Engineering design including identification of a problem; development, analysis and evaluation of alternative solutions; and recommendations for and, where possible, development of systems improvement tools; application of experience and training to provide a product or solution that helps company clients; balancing client needs with academic requirements.
Prerequisite: ISEN 210, ISEN 330, ISEN 340, ISEN 350, ISEN 355 and ISEN 370; junior or senior classification.
ISEN 485 Directed Studies
Credits 1 to 6.
1 to 6 Other Hours.
Permits work on special project in industrial engineering; project must be approved by department head.
Prerequisite: Senior classification in industrial engineering.

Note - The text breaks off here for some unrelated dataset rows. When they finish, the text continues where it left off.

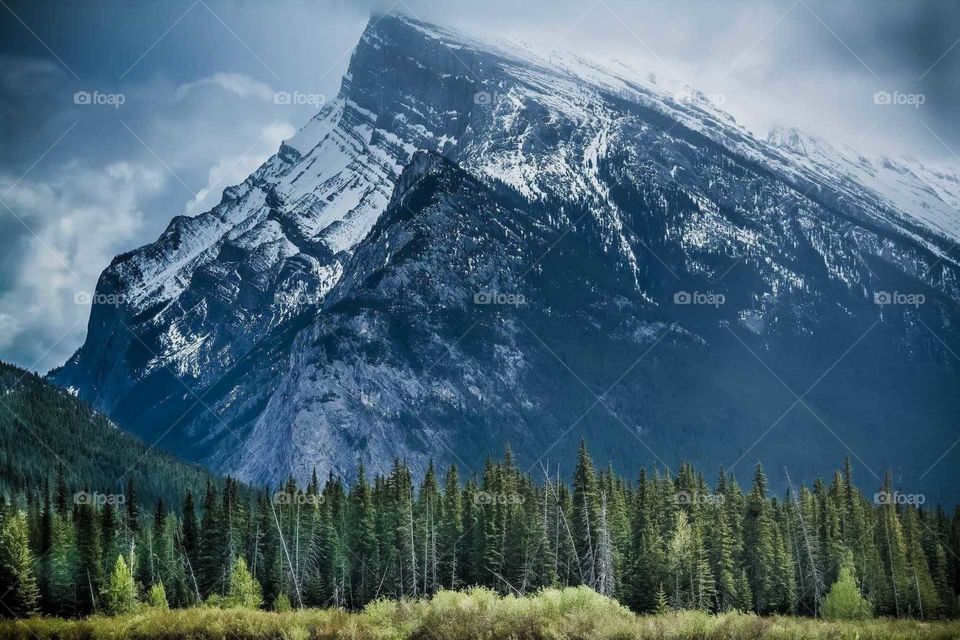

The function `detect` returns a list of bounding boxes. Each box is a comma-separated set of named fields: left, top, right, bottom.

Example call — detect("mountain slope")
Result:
left=0, top=362, right=221, bottom=506
left=53, top=16, right=960, bottom=496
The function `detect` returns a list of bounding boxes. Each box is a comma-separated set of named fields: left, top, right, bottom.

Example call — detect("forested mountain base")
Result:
left=0, top=587, right=960, bottom=640
left=0, top=445, right=960, bottom=619
left=0, top=362, right=223, bottom=504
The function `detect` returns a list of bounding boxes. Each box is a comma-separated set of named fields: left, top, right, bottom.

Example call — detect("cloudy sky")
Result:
left=0, top=0, right=960, bottom=372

ISEN 489 Special Topics in...
Credits 1 to 5.
1 to 5 Lecture Hours.
0 to 5 Lab Hours.
In-depth study of areas of current student interest and recent advances; normally used for first time offering of new courses.
Prerequisite: Approval of instructor.
ISEN 491 Research
Credits 1 to 4.
1 to 4 Other Hours.
Research conducted under the direction of faculty member in industrial and systems engineering. May be taken three times for credit.
Prerequisites: Junior or senior classification and approval of instructor.